Troisième album de Shellac, groupe de l’increvable Steve Albini (guitare), toujours accompagné de Todd Trainer (batterie, chant) et Bob Weston (basse). La pochette est toujours aussi belle que d’habitude, Albini étant un intégriste du vinyle. Le premier album (Attraction park -1994) était en carton dur et épais, le second (Terraform -1996) était peint avec des surimpressions de couleurs, ce 1 000 hurts, lui, est livré dans une grande boîte comme celles qui servent à ranger les bobines audio -et en plus du vinyle (qui pèse ses 180 grammes, comme il se doit), elle contient aussi le CD. Rien que pour l’objet, donc, ces mille blessures font plaisir.

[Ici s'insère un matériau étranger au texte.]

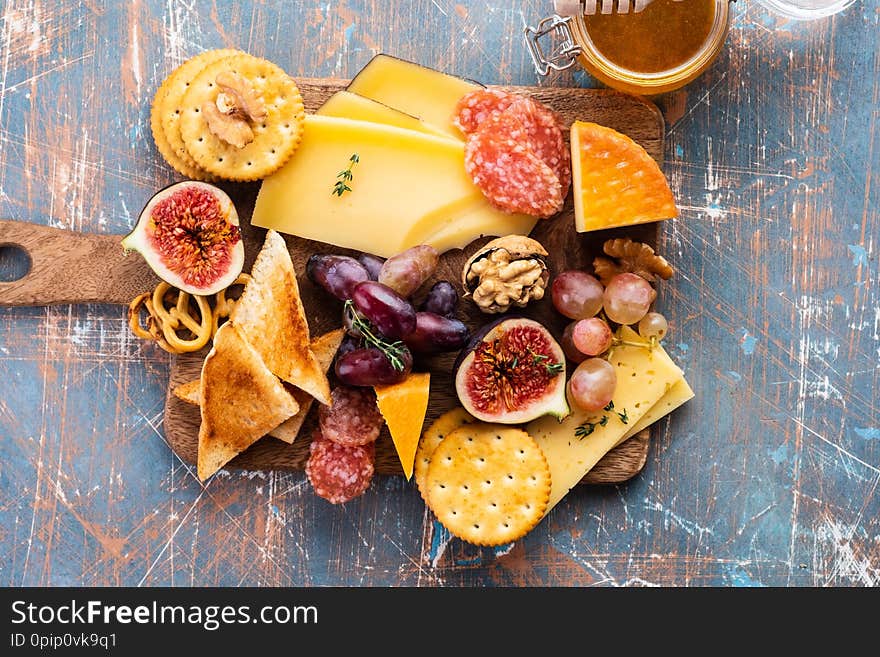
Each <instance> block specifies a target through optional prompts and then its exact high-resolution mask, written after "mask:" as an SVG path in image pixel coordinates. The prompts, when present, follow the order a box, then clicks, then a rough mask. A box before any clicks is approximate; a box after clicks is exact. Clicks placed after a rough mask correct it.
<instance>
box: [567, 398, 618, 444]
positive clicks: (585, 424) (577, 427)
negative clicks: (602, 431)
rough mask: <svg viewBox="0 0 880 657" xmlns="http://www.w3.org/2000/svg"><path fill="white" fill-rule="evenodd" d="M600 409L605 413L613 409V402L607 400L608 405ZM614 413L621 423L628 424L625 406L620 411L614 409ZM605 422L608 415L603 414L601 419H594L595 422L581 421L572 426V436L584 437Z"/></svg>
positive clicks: (602, 424)
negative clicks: (573, 433) (572, 429)
mask: <svg viewBox="0 0 880 657" xmlns="http://www.w3.org/2000/svg"><path fill="white" fill-rule="evenodd" d="M602 410H603V411H605V412H607V413H610V412H611V411H614V402H613V401H612V402H608V406H606V407H605V408H603V409H602ZM614 414H615V415H616V416H617V418H618V419H619V420H620V421H621V422H622V423H623V424H629V417H628V416H627V414H626V409H625V408H624V409H623V412H622V413H620V412H618V411H614ZM606 424H608V415H603V416H602V417H601V419H599V420H596V421H595V422H582V423H581V424H579V425H577V426H576V427H575V428H574V437H575V438H581V439H583V438H586V437H587V436H589V435H591V434H592V433H593V432H594V431H595V430H596V427H604V426H605V425H606Z"/></svg>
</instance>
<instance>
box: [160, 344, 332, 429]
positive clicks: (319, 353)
mask: <svg viewBox="0 0 880 657" xmlns="http://www.w3.org/2000/svg"><path fill="white" fill-rule="evenodd" d="M343 337H345V329H336V330H335V331H330V332H329V333H325V334H324V335H319V336H318V337H317V338H313V339H312V341H311V342H310V343H309V346H310V347H311V349H312V352H313V353H314V354H315V357H316V358H317V359H318V362H319V363H320V364H321V368H322V369H323V370H324V372H327V371H328V370H329V369H330V365H331V364H332V363H333V357H334V356H335V355H336V352H337V351H338V350H339V345H340V344H341V343H342V338H343ZM201 385H202V382H201V379H195V380H193V381H187V382H186V383H181V384H180V385H179V386H177V387H175V388H174V390H173V391H172V392H173V393H174V396H175V397H177V398H178V399H180V400H181V401H185V402H186V403H187V404H192V405H193V406H198V405H199V386H201ZM287 389H288V391H289V392H290V394H292V395H293V398H294V399H296V401H297V402H299V406H300V409H299V413H297V414H296V415H294V416H293V417H292V418H290V419H289V420H288V421H287V422H284V423H283V424H281V425H280V426H279V427H276V429H273V430H272V431H270V432H269V435H270V436H275V437H276V438H280V439H281V440H283V441H285V442H288V443H292V442H293V439H294V438H295V437H296V432H297V431H299V425H301V424H302V420H304V419H305V414H306V413H308V412H309V408H310V407H311V405H312V400H313V399H314V398H313V397H311V396H310V395H308V394H306V393H305V392H304V391H302V390H300V389H299V388H297V387H296V386H291V385H288V386H287ZM300 415H302V418H300ZM295 420H299V425H295V424H294V421H295ZM294 427H296V428H294ZM291 432H293V433H292V435H291Z"/></svg>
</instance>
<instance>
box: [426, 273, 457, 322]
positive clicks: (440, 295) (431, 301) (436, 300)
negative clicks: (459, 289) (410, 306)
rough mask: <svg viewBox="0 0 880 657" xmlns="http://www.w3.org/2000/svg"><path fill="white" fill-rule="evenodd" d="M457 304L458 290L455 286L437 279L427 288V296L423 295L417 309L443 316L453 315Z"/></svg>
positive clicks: (454, 313)
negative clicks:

Côté musique, rien de surprenant : Shellac, c’est Shellac, ça ne change pas. A savoir : du rock-noise super tranchant, syncopé, agressif, tendu comme une corde de guitare prête à se rompre ; toujours le chant méchant et cinglant de Trainer (qui s’essaie même à un vrai chant sur Prayer to God). Toujours les mêmes mots simples et violents pour raconter des histoires simples et violentes (« This isn’t some kind of a metaphor / Goddamn this is real », chante Trainer sur Squirrel song) ; toujours une basse lancinante et répétitive ; toujours une science aussi parfaite des breaks et des reprises, d’une attente angoissée (Mama gina) ; toujours quelques références rock bien senties (Jesus Lizard rencontre John Lee Hooker sur Ghosts) et une ironie omniprésente (Song against itself) ; toujours ce groove froid comme un coup de fouet à même la peau, sans pitié, sans détour, sans artifice (Shoe song) pour un rock brut, douloureux et jouissif.
Shellac est donc un trio rock minimaliste au sens entier du terme, aussi bien pour sa musique (toutes les chansons font trois minutes) que pour son « éthique » sans concession : politique de prix le plus bas possible (CD + vinyle vendus ensemble), aucune promotion (ni presse, ni radio, pas de copies promo), contrôle de la qualité du son et du pressage (tout analogique, en Direct Metal Mastering). Une attitude rare et respectable qui tranche avec l’ensemble des pratiques du music business. Et c’est justement parce qu’Albini connaît bien ce business (il a produit à peu près tout le monde dans le rock) qu’il se permet avec Shellac de faire survivre une certaine idée de l’artisanat rock. Si Big Black était un grand groupe punk moderne, alors Shellac en est sa version adulte, austère, dépouillée, résistante. A Chicago, Steve Albini conserve cette flamme allumée à l’époque avec du Kerosene, pendant que les autres font du post-rock. Avis aux amateurs.